DR HANNA: In 2003, SWOG published results from the SWOG-S9504 Phase II trial. The study included 83 patients with Stage IIIB disease who were treated with cisplatin/etoposide for two cycles concurrently with 61 Gray of radiation, followed by three cycles of consolidation docetaxel.

The median survival time was 26 months. This patient population should have had a median survival time of about 13 months with Stage IIIB and chemoradiation treatment only. Instead, they had a five-year survival of 29 percent. Historically, that group should have had a five-year survival of five, seven, eight percent.

This engendered a lot of enthusiasm and became a de facto standard for many physicians, based upon a single, relatively small Phase II trial. We sought to confirm that this strategy was effective. We did a randomized Phase III study that included patients with both Stage IIIA and Stage IIIB disease.

A total of 243 patients entered our trial. All patients received cisplatin/etoposide and concurrent radiation with 59.4 Gray. Then, after a rest period of four to eight weeks — and as long as they had not progressed and remained eligible — patients were randomly assigned to either three cycles of docetaxel consolidation or observation.

We reported several provocative findings. No difference in progression-free survival between the two randomized arms was seen, and there was no difference in median survival, three-year survival or overall survival. The p-value was 0.9. The curves were completely superimposable.

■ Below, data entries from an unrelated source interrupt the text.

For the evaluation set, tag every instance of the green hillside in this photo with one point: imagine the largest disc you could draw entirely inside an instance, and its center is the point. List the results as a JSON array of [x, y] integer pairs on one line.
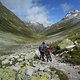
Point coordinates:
[[71, 28], [10, 23]]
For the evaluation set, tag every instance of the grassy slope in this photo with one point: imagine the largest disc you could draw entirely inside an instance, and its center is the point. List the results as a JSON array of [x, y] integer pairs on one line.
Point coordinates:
[[10, 23]]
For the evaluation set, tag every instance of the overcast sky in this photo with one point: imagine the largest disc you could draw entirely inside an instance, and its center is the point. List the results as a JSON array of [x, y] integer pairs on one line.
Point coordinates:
[[46, 12]]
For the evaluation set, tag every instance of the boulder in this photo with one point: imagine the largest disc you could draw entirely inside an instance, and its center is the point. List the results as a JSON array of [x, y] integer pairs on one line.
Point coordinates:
[[29, 71], [66, 43]]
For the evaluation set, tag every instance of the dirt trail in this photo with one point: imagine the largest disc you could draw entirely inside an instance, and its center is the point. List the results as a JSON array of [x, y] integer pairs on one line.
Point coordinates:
[[70, 70]]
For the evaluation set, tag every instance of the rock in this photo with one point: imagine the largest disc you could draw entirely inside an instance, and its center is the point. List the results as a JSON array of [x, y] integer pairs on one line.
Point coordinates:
[[43, 67], [33, 78], [15, 68], [11, 62], [78, 72], [29, 71], [16, 57], [6, 61], [66, 43], [20, 59]]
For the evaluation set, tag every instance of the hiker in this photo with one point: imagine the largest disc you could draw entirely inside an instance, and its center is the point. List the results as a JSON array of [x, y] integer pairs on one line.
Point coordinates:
[[47, 53], [42, 49]]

Lung Cancer Update 2007 (3)

DR WAKELEE: The Hoosier Oncology Group (HOG) trial, which evaluated chemotherapy with cisplatin/etoposide and concurrent radiation therapy with or without consolidation chemotherapy for unresectable Stage IIIA and IIIB disease, was the most practice-changing presentation in lung cancer at ASCO. All patients in the study received chemotherapy and radiation therapy, and then they were randomly assigned to either consolidation docetaxel using the standard SWOG-S9504 protocol or nothing. The trial showed no difference in survival between the two arms.

Criticisms include the fact that it was a relatively small study and it was stopped early because of an interim analysis showing that there was no way statistically to obtain a separation of the curves. The study begs the question of what consolidation chemotherapy is achieving in that situation.

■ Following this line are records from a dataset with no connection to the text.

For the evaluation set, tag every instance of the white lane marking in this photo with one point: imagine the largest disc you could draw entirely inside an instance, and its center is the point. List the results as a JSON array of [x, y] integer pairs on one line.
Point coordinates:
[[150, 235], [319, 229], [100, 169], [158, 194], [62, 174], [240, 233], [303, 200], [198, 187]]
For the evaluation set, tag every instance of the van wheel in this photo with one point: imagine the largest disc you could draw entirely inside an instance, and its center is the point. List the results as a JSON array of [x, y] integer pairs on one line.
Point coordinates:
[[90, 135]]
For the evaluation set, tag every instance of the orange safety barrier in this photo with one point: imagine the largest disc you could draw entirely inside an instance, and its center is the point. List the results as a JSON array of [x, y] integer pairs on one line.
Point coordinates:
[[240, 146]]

Other studies that evaluated induction chemotherapy with additional chemoradiation therapy in a similar patient population also didn’t show any benefit beyond the standard chemoradiation intervention. Again, it’s bringing into the forefront this question of what to do with Stage III disease.

For several years, everyone has been comfortable with the SWOG-S9504 regimen. Now we have to question that.

However, I have a hard time believing that two cycles of a platinum doublet with radiation therapy are enough to cure Stage III disease when we know we need more than that to improve survival for earlier stages. I don’t believe the question is dead, but I believe we need to move away from simply building on S9504.

Many people are still using a weekly carboplatin-based regimen and a taxane with the radiation therapy. To say that we shouldn’t administer any chemotherapy after that is a somewhat frightening proposition, considering that these patients are not receiving much chemotherapy at all during the radiation therapy.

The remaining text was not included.